Freiheit zur Barmherzigkeit
Wir haben die Freiheit zur Barmherzigkeit. Menschen sind immer auch unabhängig von dem zu sehen, was sie zu leisten vermögen. Wir sind „gerechtfertigt allein aus Gnaden“. Die Vertreter der sogenannten Herrenrasse haben die Akzeptanz von Menschen von an Dummheit und Gemeinheit nicht mehr zu überbietenden Maßstäben abhängig gemacht. 200 000 Menschen mit Behinderungen wurden getötet.

Angeborene Genveränderungen sind nicht heilbar. Sie sind, so darf man das auch sehen, keine Krankheiten, sondern unterschiedliche Genprogramme, die für die Menschen, die sie tragen, normal, wenn auch selten sind. Wie wäre es, wenn man nicht Defekte, sondern unterschiedliche genetische Normalitäten konstatieren würde? Ein Kind, das sich anders entwickelt als gewohnt und erwartet, hat eigene Entwicklungschancen. Wer von Defekt spricht, diskriminiert andere. Er verursacht soziale Behinderungen, die vermeidbar wären – und „sorgt“ dafür, dass ein Kind sich nicht entsprechend seiner Möglichkeiten entwickeln kann. Kinder mit Behinderungen können am sozialen Leben teilnehmen und dazu beitragen, auch wenn sie anders verstehen, sprechen und sich bewegen wie andere. Sie haben ein selbstverständliches Recht auf ihr Dasein.

Wahres Leben
Unsere ganze Gesellschaft muss, darf und soll diese Kinder annehmen, willkommen heißen und sie mit ihren Gaben und Fähigkeiten unterstützen und fördern. Es gibt keine ideale Existenz, kein Leben ohne Wunden und Verletzungen, ohne innere oder äußere Narben. Was so oft in unserer Gesellschaft als Defizit, als Einschränkung verachtet wird, ist wahres Leben. Nicht immer leicht, manchmal entsetzlich schwer und nur mit fremder Hilfe zu tragen.
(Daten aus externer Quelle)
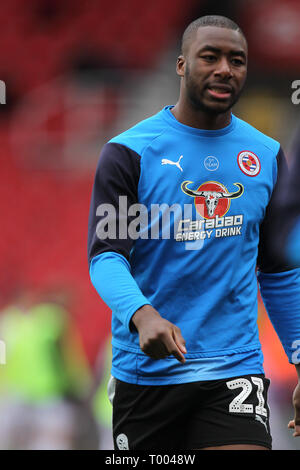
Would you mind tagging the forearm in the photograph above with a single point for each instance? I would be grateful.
(281, 295)
(111, 277)
(298, 370)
Aber es ist bei Gott wertvolles und von ihm angesehenes Leben. Ich bin überzeugt davon, dass wir das, was vermeintlich halt so ist, wie es ist, mutig überschreiten können. Überschreiten, überwinden in Richtung auf das hin, was in Gottes Namen noch alles veränderbar und an Gutem für uns und unsere Mitmenschen möglich ist. Alle miteinander können und dürfen wir mehr sein, als wir sind. Auch das ist Würde.